I guess, everyone have attached different meaning to the word ‘tradition’. For me, it was a long battle to unchain myself from my family tradition. I grow up with moderately traditional extended family. Some rules in our family are rules and others are common sense. I put them in a box called ‘tradition’.

Since I was a kid, I had these phrases followed me: “Being a good girl you should…”, “being a good child you should…”, “being a good daughter you need to…” and so on. I heard that my brother had his own sets who happened to be the first grandson to my paternal grandparents.

Because my father study abroad for eight years, we hardly spent long time with my paternal grandparents. When we moved closer to them, this is where I started to realise the heavy chain of tradition that my parents and my family were wearing.

For example, once upon a time, everyday we had to gather around for afternoon tea with grandparents. Everyone are expected to sit around the table and have a slow afternoon chats for about 2 hours. We, as children, are expected to join the table as well. However, we weren’t allowed to join the conversation with adults nor talk among ourselves. We were permitted to sit with them and listen to boring conversation. We can talk only when we were asked to. Our job was to filling the tea cups around because that’s what a ‘good child’ should do.

Often, it is tied to family tradition.

Jack Dolan

Tradition is a prison with majority opinion the modern jailer.

Henry S. Haskins

Recently, I had a very interesting talk with my father. His birthday was coming up and he invited us for a lunch that he wants to prepare. This was a fine part. Suddenly, he wanted to celebrate his birthday based on the lunar year.
Me: Wasn’t your birthday on 20th Aug?
Father: Yes. that’s western calendar. My birthday is 17th July based on lunar year. This year, it happened to be 17th Aug on the western calendar.
Me: Oh okay. I thought you might want to go out for family lunch together.
Father: I want to cook traditional meals that we used to cook to celebrate birthdays. Traditionally, as a daughter, you should cook and bring it back home for me. And, your brother, as a son, should bring back the traditional sweet that was to celebrate birthday too.
Me: Oh. Okay. I didn’t know that.
Father: I know. It’s okay. I will cook it myself.
Me: I can buy the ingredients for you to cook.
Father: It’s okay. I can buy it myself.

Alright. Here. This conversation fascinated me a lot. First, he never used to celebrate his birthday based on the lunar year because now one can track back when. Second, he never used to sog about we didn’t celebrate his birthday in that traditional way.

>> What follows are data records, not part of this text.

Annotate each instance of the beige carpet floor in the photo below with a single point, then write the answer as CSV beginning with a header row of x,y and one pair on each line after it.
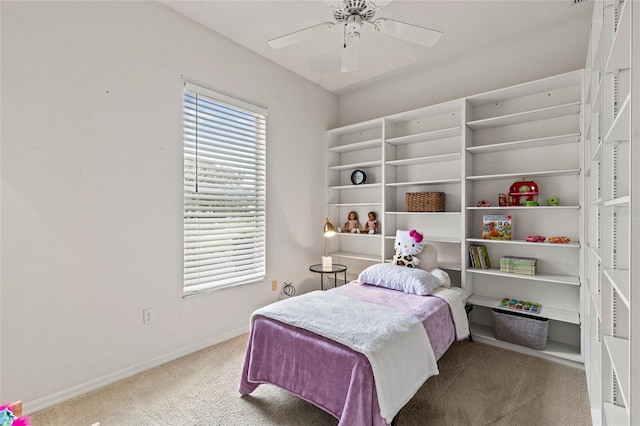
x,y
478,385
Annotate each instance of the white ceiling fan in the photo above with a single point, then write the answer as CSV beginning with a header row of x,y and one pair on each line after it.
x,y
352,14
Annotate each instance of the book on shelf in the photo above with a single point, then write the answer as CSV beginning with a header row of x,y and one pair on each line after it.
x,y
496,227
479,257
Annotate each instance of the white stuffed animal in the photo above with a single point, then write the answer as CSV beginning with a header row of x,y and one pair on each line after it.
x,y
408,245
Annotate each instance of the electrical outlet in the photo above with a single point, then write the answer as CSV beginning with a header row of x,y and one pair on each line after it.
x,y
148,315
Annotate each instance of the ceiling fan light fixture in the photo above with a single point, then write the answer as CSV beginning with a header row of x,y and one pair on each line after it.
x,y
350,52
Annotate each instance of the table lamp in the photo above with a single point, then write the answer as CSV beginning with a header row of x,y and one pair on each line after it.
x,y
329,231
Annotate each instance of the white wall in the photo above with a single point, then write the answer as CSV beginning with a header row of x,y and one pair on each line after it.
x,y
547,52
91,190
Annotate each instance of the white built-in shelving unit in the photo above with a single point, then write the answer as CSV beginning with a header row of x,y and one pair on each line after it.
x,y
473,149
530,131
611,131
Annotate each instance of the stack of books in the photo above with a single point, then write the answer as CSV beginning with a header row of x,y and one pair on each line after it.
x,y
479,257
518,265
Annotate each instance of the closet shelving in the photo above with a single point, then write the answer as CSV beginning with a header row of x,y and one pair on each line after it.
x,y
357,146
473,149
419,150
540,122
611,348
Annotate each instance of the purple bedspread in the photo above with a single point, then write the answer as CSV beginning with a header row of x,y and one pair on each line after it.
x,y
328,374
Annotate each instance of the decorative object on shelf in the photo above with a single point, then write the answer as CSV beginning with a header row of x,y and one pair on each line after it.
x,y
523,191
496,227
352,225
479,257
518,265
520,305
408,245
289,289
328,231
358,177
425,201
372,224
11,415
553,201
559,240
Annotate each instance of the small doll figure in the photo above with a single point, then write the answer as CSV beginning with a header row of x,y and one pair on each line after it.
x,y
352,225
372,224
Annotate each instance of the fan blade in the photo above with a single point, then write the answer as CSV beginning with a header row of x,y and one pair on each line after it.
x,y
413,33
295,37
350,52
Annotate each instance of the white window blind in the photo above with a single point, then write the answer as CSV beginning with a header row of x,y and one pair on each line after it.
x,y
224,191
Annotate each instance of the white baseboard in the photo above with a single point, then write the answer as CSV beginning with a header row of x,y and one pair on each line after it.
x,y
81,389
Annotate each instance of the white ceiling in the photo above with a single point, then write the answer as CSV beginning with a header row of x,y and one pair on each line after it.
x,y
466,25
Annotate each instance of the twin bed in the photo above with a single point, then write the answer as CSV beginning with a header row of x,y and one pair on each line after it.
x,y
359,351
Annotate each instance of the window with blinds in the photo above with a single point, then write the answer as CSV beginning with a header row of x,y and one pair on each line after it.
x,y
224,191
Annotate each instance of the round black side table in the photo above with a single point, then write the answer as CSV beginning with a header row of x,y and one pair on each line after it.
x,y
335,269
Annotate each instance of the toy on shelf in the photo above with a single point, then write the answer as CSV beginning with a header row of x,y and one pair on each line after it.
x,y
559,240
352,225
553,201
408,245
523,192
521,305
372,224
496,227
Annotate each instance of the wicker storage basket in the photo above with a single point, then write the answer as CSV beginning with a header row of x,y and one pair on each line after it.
x,y
521,329
424,201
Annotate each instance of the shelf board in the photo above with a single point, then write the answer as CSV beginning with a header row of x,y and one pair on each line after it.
x,y
363,186
526,116
546,173
615,415
356,235
425,160
553,348
618,202
423,213
620,129
353,204
523,242
568,79
356,256
619,55
357,146
364,164
555,279
525,208
555,314
432,239
528,143
597,152
376,123
426,136
618,350
621,280
424,182
595,251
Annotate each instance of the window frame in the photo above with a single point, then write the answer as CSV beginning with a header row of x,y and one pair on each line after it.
x,y
224,176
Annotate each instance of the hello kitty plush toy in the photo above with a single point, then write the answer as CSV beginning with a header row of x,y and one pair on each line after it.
x,y
408,244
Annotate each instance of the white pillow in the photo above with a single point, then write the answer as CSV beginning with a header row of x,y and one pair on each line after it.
x,y
409,280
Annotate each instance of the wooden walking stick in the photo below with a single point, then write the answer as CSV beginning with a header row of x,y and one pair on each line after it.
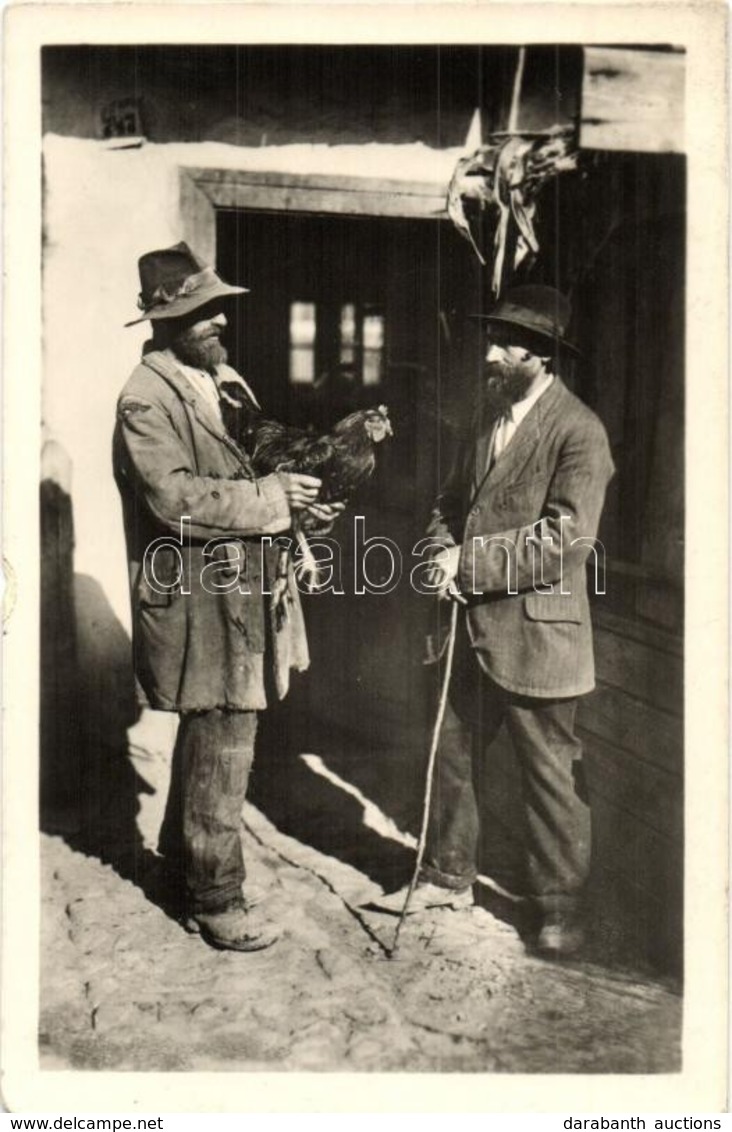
x,y
430,774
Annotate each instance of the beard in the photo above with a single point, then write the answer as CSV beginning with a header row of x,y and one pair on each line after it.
x,y
199,350
505,385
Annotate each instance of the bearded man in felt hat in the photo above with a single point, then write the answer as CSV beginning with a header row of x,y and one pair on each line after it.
x,y
206,642
516,522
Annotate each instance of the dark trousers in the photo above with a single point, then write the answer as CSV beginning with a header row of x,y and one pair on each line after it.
x,y
557,814
200,837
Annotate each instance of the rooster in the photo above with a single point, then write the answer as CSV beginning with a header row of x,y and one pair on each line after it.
x,y
343,459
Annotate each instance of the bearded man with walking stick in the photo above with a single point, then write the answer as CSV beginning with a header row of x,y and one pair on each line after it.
x,y
516,521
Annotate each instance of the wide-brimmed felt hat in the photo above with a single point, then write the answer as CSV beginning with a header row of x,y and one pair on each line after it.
x,y
174,282
541,311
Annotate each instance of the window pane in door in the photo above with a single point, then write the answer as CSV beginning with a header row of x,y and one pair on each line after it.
x,y
302,342
372,349
349,339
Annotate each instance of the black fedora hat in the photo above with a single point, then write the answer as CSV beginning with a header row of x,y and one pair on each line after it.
x,y
541,311
174,282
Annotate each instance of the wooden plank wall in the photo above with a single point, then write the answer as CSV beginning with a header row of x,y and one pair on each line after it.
x,y
633,729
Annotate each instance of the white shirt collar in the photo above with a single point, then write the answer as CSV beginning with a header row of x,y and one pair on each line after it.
x,y
520,408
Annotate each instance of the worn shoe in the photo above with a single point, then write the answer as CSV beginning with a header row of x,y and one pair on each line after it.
x,y
424,897
561,935
251,894
235,929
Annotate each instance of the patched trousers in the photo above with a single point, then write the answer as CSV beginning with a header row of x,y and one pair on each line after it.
x,y
200,837
557,813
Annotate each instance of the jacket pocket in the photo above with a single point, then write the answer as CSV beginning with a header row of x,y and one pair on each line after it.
x,y
553,607
157,584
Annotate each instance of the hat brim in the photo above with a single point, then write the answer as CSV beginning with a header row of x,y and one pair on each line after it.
x,y
187,303
535,332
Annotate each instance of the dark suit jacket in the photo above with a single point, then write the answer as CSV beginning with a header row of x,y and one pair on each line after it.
x,y
526,529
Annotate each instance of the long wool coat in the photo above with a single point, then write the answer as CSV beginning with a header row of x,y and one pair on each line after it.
x,y
204,634
537,508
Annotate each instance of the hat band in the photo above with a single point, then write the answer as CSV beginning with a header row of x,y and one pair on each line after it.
x,y
190,285
531,319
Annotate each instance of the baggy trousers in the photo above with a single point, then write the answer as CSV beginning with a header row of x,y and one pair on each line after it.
x,y
200,837
557,814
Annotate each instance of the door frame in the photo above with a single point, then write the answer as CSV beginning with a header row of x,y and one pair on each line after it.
x,y
204,190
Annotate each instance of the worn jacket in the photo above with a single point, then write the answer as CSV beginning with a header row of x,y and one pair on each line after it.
x,y
526,529
204,634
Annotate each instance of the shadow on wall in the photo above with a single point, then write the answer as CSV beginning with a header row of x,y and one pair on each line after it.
x,y
87,785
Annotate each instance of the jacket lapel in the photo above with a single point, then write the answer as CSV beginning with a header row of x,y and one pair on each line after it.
x,y
157,361
524,442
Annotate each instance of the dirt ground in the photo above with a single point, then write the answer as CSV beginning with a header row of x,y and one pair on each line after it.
x,y
125,987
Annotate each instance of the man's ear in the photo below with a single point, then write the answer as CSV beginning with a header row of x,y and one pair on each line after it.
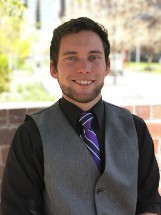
x,y
107,67
53,71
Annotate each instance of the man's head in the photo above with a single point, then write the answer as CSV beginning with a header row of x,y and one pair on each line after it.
x,y
75,26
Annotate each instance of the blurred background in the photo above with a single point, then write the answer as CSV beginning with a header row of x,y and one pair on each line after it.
x,y
134,29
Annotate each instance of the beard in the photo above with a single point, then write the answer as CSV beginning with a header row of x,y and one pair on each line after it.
x,y
80,97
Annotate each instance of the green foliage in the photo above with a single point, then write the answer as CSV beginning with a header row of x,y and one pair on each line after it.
x,y
4,73
13,8
15,42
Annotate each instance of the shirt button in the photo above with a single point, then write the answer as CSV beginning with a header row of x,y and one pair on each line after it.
x,y
100,190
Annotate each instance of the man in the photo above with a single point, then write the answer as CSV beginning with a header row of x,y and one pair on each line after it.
x,y
56,165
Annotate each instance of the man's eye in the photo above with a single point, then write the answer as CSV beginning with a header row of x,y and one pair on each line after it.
x,y
94,57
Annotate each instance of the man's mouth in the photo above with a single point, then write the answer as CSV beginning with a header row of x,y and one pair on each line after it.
x,y
83,82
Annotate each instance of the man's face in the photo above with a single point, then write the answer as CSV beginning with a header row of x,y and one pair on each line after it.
x,y
81,67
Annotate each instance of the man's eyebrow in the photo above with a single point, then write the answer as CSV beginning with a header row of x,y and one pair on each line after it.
x,y
69,53
90,52
95,52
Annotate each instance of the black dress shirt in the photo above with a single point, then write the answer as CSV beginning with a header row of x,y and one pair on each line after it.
x,y
23,179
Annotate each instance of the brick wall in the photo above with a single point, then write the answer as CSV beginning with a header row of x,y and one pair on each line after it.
x,y
10,119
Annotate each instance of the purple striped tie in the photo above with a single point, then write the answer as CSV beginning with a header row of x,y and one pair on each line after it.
x,y
89,137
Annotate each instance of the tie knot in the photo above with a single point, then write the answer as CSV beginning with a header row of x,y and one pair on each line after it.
x,y
86,119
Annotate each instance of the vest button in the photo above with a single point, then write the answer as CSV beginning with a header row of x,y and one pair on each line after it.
x,y
100,190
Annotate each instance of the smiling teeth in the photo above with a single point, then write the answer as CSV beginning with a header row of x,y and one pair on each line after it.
x,y
85,82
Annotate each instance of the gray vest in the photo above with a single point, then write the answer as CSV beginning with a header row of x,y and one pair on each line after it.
x,y
73,184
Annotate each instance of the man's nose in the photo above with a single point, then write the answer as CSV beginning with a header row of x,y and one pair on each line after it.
x,y
84,66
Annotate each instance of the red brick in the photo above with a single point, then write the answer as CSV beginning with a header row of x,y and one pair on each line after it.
x,y
156,145
1,172
156,112
4,153
143,111
155,129
3,117
130,108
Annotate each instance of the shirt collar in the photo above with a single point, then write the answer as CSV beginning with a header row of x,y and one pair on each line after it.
x,y
72,112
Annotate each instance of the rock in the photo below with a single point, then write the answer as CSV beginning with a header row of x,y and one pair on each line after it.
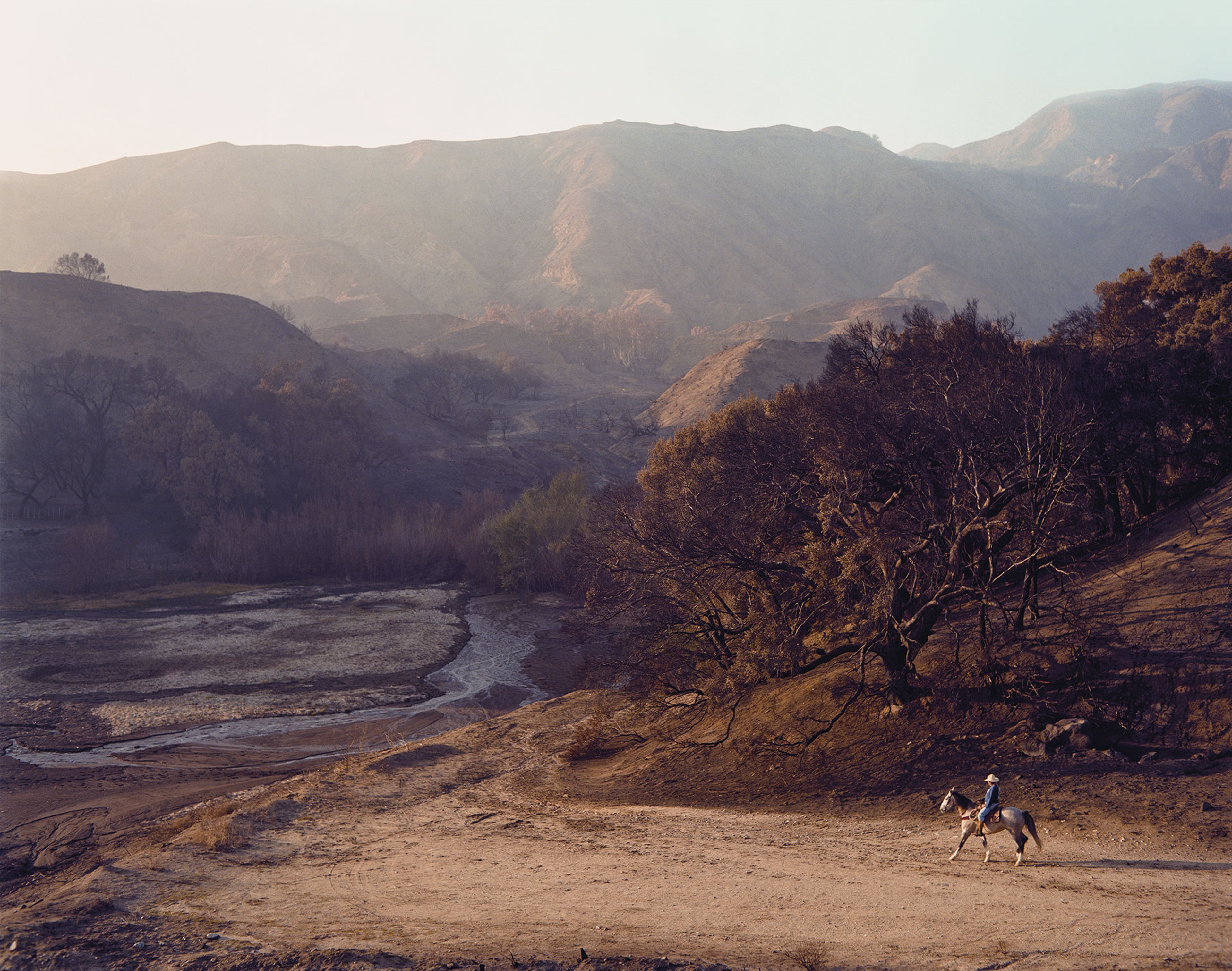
x,y
1078,734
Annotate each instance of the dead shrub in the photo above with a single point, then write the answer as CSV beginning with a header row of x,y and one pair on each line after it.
x,y
355,537
221,835
87,559
599,734
811,957
204,818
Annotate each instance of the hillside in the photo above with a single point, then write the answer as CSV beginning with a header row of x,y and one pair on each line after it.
x,y
652,836
814,323
758,368
204,338
1106,137
212,340
709,228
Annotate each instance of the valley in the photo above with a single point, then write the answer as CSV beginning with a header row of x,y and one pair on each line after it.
x,y
604,549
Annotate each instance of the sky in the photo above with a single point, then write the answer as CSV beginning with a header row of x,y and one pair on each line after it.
x,y
92,80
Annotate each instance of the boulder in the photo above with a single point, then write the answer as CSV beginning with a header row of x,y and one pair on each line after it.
x,y
1078,734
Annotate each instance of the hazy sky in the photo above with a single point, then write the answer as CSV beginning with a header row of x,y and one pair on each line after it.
x,y
87,82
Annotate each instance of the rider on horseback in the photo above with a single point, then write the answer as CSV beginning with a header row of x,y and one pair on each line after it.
x,y
992,803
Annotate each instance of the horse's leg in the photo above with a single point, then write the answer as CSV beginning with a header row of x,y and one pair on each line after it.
x,y
968,830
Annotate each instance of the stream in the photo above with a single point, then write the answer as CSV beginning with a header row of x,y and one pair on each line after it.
x,y
486,677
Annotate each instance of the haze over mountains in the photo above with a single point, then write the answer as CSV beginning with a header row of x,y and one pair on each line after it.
x,y
703,228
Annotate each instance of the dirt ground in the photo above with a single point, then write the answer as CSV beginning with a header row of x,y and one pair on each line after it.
x,y
485,846
520,842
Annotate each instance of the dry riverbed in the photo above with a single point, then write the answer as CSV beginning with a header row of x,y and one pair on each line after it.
x,y
482,846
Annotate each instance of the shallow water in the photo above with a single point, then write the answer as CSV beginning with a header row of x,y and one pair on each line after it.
x,y
488,666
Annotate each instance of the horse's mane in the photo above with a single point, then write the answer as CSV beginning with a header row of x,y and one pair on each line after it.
x,y
964,803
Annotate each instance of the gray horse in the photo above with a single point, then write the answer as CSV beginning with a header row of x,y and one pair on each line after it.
x,y
1013,820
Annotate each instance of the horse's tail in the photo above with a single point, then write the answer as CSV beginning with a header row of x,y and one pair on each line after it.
x,y
1031,829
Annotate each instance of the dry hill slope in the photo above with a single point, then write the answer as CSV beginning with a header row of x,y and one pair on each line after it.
x,y
577,829
201,336
1109,137
757,368
714,227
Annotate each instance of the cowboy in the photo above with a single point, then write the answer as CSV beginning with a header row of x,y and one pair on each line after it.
x,y
992,803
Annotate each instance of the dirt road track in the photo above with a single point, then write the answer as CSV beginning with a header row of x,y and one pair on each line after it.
x,y
471,846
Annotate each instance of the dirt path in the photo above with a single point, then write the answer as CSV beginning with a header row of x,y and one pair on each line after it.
x,y
470,846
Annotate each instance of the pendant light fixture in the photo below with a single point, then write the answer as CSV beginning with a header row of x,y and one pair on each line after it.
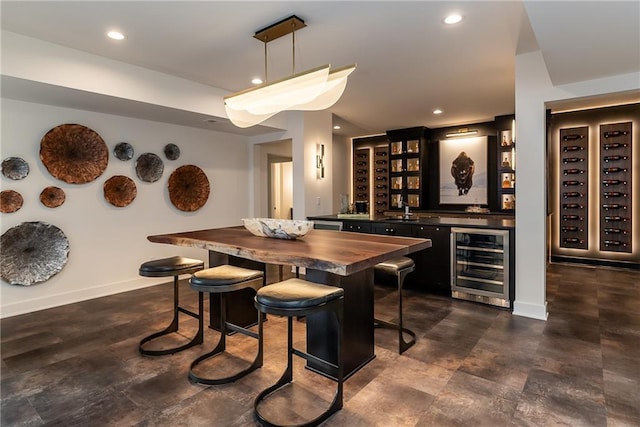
x,y
311,90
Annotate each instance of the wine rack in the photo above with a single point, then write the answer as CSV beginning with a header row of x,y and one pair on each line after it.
x,y
574,187
361,175
615,187
380,179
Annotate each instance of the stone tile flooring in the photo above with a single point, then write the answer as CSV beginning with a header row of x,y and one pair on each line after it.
x,y
473,365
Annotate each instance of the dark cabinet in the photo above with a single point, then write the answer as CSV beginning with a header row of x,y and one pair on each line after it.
x,y
357,226
433,264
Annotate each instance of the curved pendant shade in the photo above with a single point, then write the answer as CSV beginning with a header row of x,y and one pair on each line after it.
x,y
312,90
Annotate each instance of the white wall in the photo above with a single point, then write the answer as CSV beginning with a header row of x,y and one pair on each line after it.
x,y
341,169
107,244
533,90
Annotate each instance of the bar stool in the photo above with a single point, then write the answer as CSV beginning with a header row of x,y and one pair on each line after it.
x,y
398,267
165,267
293,298
222,280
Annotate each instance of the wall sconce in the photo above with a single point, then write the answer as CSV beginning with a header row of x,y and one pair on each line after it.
x,y
320,161
462,132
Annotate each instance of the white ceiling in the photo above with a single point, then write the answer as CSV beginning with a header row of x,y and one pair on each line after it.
x,y
409,62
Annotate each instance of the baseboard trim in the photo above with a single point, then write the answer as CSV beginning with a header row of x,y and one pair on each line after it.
x,y
534,311
51,301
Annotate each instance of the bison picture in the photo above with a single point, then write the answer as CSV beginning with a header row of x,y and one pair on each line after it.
x,y
462,170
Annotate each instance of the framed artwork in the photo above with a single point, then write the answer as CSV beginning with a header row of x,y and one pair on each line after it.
x,y
463,171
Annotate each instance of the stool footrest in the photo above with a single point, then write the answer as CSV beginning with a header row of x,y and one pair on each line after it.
x,y
173,327
403,344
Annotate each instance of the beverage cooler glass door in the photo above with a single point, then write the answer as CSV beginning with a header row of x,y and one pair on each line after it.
x,y
480,265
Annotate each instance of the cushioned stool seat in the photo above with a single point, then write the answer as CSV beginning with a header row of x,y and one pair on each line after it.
x,y
222,280
294,298
398,267
165,267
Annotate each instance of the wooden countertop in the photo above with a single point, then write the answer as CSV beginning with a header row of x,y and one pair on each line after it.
x,y
338,252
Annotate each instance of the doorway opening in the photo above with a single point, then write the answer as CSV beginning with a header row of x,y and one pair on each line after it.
x,y
280,183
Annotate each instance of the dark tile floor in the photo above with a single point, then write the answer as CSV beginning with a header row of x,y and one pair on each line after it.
x,y
473,365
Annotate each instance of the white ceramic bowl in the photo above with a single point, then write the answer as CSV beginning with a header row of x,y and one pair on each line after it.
x,y
288,229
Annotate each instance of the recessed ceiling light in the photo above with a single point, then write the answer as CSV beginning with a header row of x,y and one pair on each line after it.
x,y
452,19
115,35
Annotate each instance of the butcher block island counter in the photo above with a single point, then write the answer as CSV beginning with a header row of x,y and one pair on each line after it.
x,y
329,257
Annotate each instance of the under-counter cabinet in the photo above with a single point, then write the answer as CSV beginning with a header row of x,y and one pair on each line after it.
x,y
432,264
357,226
480,266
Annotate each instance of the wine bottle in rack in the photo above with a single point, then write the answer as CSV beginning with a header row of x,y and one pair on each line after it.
x,y
572,160
608,182
614,158
609,194
572,218
614,145
571,194
569,148
614,218
613,170
572,240
614,231
573,171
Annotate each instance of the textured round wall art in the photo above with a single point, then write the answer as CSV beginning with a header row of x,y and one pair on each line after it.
x,y
32,252
120,190
172,151
188,188
10,201
52,197
15,168
123,151
149,167
74,153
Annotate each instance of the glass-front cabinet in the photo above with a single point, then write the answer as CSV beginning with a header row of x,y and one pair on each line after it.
x,y
407,161
480,266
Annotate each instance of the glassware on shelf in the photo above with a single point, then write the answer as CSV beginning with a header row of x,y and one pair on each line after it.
x,y
396,183
413,182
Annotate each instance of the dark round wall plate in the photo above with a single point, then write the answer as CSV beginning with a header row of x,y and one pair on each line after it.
x,y
123,151
52,197
10,201
15,168
120,191
172,151
149,167
32,252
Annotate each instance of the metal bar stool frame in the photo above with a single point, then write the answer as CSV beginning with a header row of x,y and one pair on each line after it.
x,y
226,327
403,344
335,306
198,338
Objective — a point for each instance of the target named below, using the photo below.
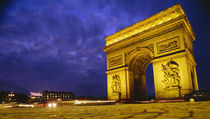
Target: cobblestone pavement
(177, 110)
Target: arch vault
(165, 40)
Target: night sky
(57, 44)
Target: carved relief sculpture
(116, 84)
(171, 75)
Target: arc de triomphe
(165, 40)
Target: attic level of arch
(165, 40)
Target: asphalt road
(176, 110)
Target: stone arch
(137, 65)
(160, 39)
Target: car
(199, 95)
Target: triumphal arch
(165, 40)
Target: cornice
(148, 23)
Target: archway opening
(150, 82)
(138, 65)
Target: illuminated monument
(165, 40)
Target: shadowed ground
(179, 110)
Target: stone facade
(165, 40)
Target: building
(36, 97)
(57, 95)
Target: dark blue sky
(57, 44)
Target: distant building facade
(57, 95)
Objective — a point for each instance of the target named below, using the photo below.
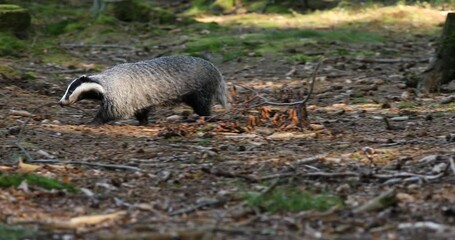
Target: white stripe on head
(67, 89)
(84, 87)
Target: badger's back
(160, 81)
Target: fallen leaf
(82, 221)
(26, 168)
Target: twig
(407, 175)
(396, 60)
(265, 101)
(63, 71)
(380, 202)
(221, 173)
(83, 45)
(313, 174)
(102, 165)
(193, 208)
(22, 130)
(426, 225)
(452, 164)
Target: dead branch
(394, 60)
(221, 173)
(452, 164)
(214, 202)
(265, 101)
(313, 174)
(22, 129)
(101, 165)
(380, 202)
(426, 225)
(408, 175)
(83, 45)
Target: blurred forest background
(373, 160)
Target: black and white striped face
(82, 88)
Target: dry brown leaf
(265, 112)
(78, 222)
(252, 121)
(26, 168)
(316, 127)
(293, 116)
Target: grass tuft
(15, 232)
(10, 45)
(14, 180)
(288, 199)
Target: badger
(134, 89)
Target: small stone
(174, 118)
(241, 148)
(404, 197)
(448, 99)
(450, 137)
(343, 188)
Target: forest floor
(252, 173)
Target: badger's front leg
(101, 117)
(142, 116)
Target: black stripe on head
(76, 83)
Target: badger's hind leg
(100, 118)
(142, 116)
(199, 103)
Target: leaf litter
(182, 178)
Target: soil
(187, 175)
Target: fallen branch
(214, 202)
(426, 225)
(22, 130)
(452, 164)
(394, 60)
(101, 165)
(299, 105)
(221, 173)
(313, 174)
(380, 202)
(83, 45)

At first, I felt sorry that I didn’t learn the tradition and do as he hoped. Then, I thought, ‘wait, there’s something more here. Why he suddenly started all this tradition thing?’ I guess what happened was that his health deteriorated dramatically within a year and probably for the first time he realised an end to his life. As a father, he felt that he had to leave something for us and for him that was family tradition.

When I was young, we moved around places where keeping family tradition was not easy. My parents had to modify their known tradition to fit into the changing life. Different way of making traditional meals, and different ways to celebrate birthdays. Our family tradition changed over time to fit into our changing life.

Your traditions change from when you a child to when you become an adult.

Katharine McPhee

I am not denying the beauty of traditions. I love traditions that associated with food. I am more curious about meanings and reasons behind those traditions. Why do we eat moon cake around moon festivals? Why we have different tradition for Christmas dinners? However, tradition may also have perspectives that prevent me from growth. I think tradition becomes a tradition when next generation are willing to continue with it.

I believe in traditions; I believe in the idea of things being passed between generations and the slow transmission of cultural values through tradition.

Graham Moore

What does tradition mean to you?
Do you have any family tradition that you would like to pass on to next generation?
What are the perspectives you attached to the word ‘tradition’?